Johann Fabri
Johann Fabri, auch Johann (Johannes) Faber (* 1478 in Leutkirch im Allgäu; † 21. Mai 1541 in Baden bei Wien) war Humanist und katholischer Bischof der Diözese Wien.
Leben
Johann Fabri hieß eigentlich Johann (Johannes) Heigerlin. Da sein Vater ein Schmied war, nannte er sich Faber oder Fabri. Er schloss das Studium der Theologie und Rechtswissenschaft in Tübingen und Freiburg mit dem Doktorat ab. Er stand in Kontakt mit dem Humanisten Erasmus von Rotterdam.
Um 1510 war Fabri Prediger in Lindau, 1513 Offizial in Basel, 1514 Pfarrer in Leutkirch und ab 1517 Generalvikar von Konstanz. 1521 ernannte ihn der Erzherzog und spätere Kaiser Ferdinand I. zu seinem Ratgeber und Diplomaten.
So lernte Fabri im Rahmen der Audienz einer russischen Delegation bei Kaiser Karl V. ebendiese kennen. Die russische Gesandtschaft musste nun während ihrer Rückkehr aus Spanien im Franziskanerkloster von Tübingen Zwischenstation machen. Der Erzherzog beauftragte Fabri, diesen Aufenthalt dazu zu nutzen, die Mitglieder der Delegation auszufragen. Dieses Gespräch machte Fabri zum Russlandexperten des Erzherzogs. Fabri führte es im September 1525 mit jenen Russen, die später den Freiherrn Siegmund von Herberstein auf seiner Reise nach Russland begleiten sollten. Die Niederschrift dieses Gesprächs im Büchlein Ad Serenissimum Principem Ferdinandum Archiducem Austriae, Moscovitarum iuxta mare glaciale religio (Basileae 1526) stellt ein Primat in der deutschsprachigen Russlandkunde dar. Ferdinand I. selbst ließ es seinen Emissären, dem Kämmerer, Philosophen und Theologen Leonhard Graf Nogarola sowie dem ihn begleitenden Diplomaten und Juristen Siegmund von Herberstein als Leitfaden hinterhersenden, und so wurde das Büchlein eine bedeutende Inspirationsquelle für Herbersteins Reiseberichte. Fabri gilt somit als einer der Mitbegründer der deutschsprachigen Russlandkunde.[1]

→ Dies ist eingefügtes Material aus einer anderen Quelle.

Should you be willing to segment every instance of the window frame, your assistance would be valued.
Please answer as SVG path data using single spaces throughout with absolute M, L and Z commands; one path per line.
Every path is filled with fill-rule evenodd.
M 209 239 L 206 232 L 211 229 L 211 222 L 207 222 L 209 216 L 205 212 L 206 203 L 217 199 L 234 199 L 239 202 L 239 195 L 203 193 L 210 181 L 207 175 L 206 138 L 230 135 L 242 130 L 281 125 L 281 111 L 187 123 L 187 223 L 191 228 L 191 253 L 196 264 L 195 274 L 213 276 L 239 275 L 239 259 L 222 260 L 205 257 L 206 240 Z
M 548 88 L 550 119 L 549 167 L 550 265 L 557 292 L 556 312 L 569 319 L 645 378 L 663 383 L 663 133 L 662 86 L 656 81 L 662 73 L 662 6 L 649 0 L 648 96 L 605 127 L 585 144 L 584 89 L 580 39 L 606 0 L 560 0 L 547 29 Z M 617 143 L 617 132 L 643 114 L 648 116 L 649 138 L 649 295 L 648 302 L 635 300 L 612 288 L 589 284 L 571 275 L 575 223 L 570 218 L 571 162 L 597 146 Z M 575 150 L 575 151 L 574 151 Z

Nebenher hatte Fabri 1523 den sogenannten „Ketzerhammer“ veröffentlicht, war 1524 Koadjutor des Bischofs Theoderich Kammerer im Bistum Wiener Neustadt und Beichtvater von Ferdinand I. geworden. 1529 erhielt er die Propstei Ofen. Er war dabei ein prominenter Verteidiger der katholischen Kirche in Deutschland gegen die Reformatoren Zwingli und Luther.
1529 reiste Johann Fabri im Auftrag von Kaiser Karl V. nach England, um von Heinrich VIII. Unterstützung im Kampf gegen die Türken zu erhalten. 1530 gehörte er der Kommission zur Überprüfung der Confessio Augustana an. 1530 wurde er Bischof von Wien; er war dort als eifriger Prediger tätig und verfasste zahlreiche polemische Schriften. 1538 ernannte er Friedrich Nausea zum Koadjutor, der ihm später als Bischof nachfolgte.

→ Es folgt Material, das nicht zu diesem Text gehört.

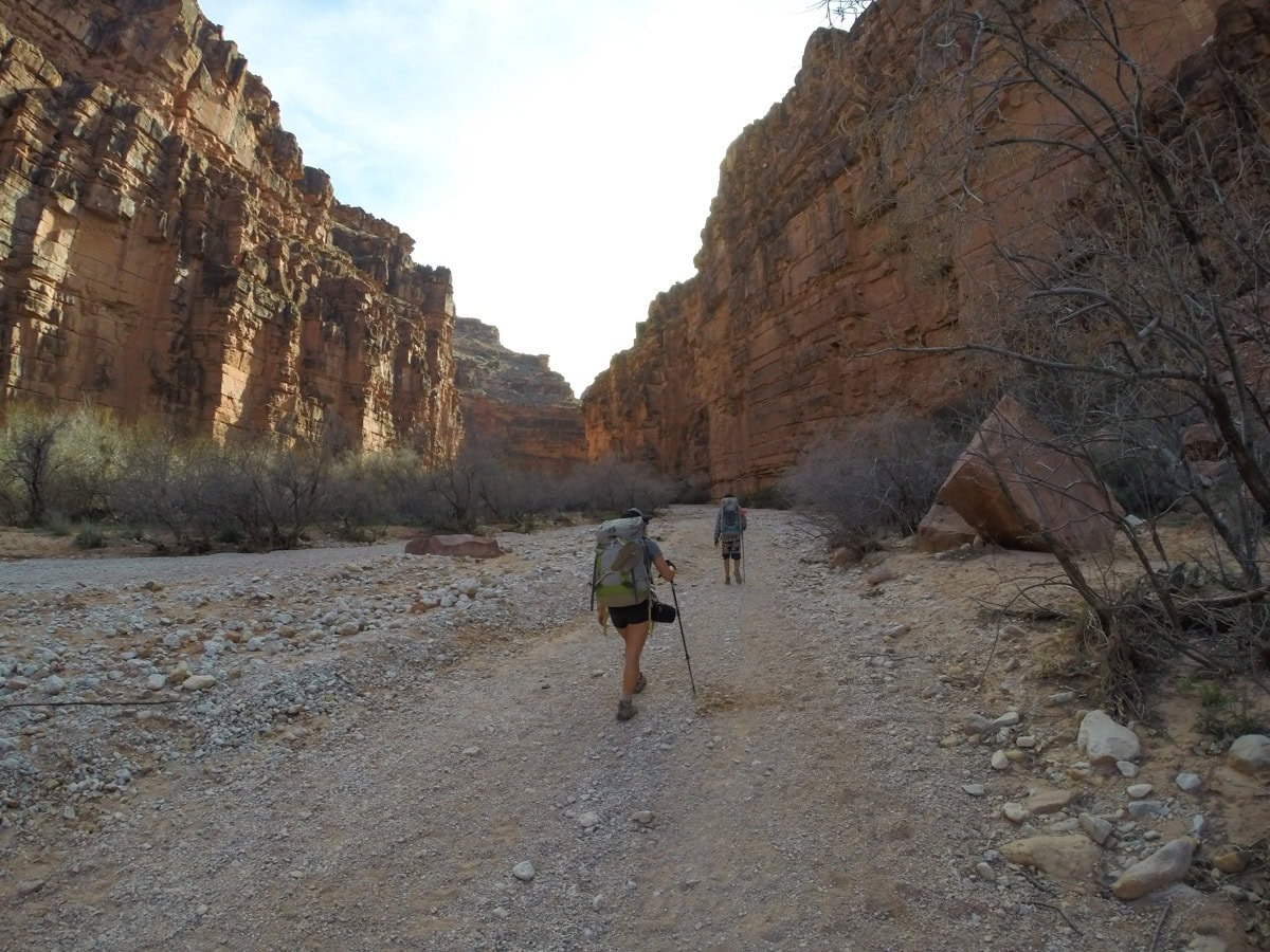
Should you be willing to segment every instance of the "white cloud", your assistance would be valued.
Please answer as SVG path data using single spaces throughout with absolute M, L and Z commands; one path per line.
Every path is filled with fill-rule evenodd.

1539/40 gründete er in den Räumlichkeiten des früheren Kollegiums St. Nikolaus das Studentenkonvikt St. Nikolaus in Wien (Collegium trilingue), eine Stipendienstiftung.[2] Dieser, schon 1545 wieder aufgehobenen Institution, vermachte er auch seine große Bibliothek.
Ehrungen
1894 wurde die Heigerleinstraße in Wien-Ottakring (16. Bezirk) und Hernals (17. Bezirk) nach ihm benannt, außerdem der Bischof-Faber-Platz in Gersthof im 18. Wiener Gemeindebezirk Währing.
Werke (Auszug)
- Ad Serenissimum Principem Ferdinandum Archiducem Austriae, Moscovitarum iuxta mare glaciale religio. Basileae 1526.
- Constantiensis in spiritualibus vicarii opus adversus nova quaedam et a Christiana religione prorsus aliena dogmata Martini Lutheri. Rom 1522, Leipzig 1523, Köln 1524 als Malleus in haeresim Lutheranam. link
- Opera. 3 Bände. Köln 1537–41.
Literatur
- Friedrich Wilhelm Bautz: Johann Fabri. In: Biographisch-Bibliographisches Kirchenlexikon (BBKL). Band 1, Bautz, Hamm 1975. 2., unveränderte Auflage Hamm 1990, ISBN 3-88309-013-1, Sp. 1588–1589.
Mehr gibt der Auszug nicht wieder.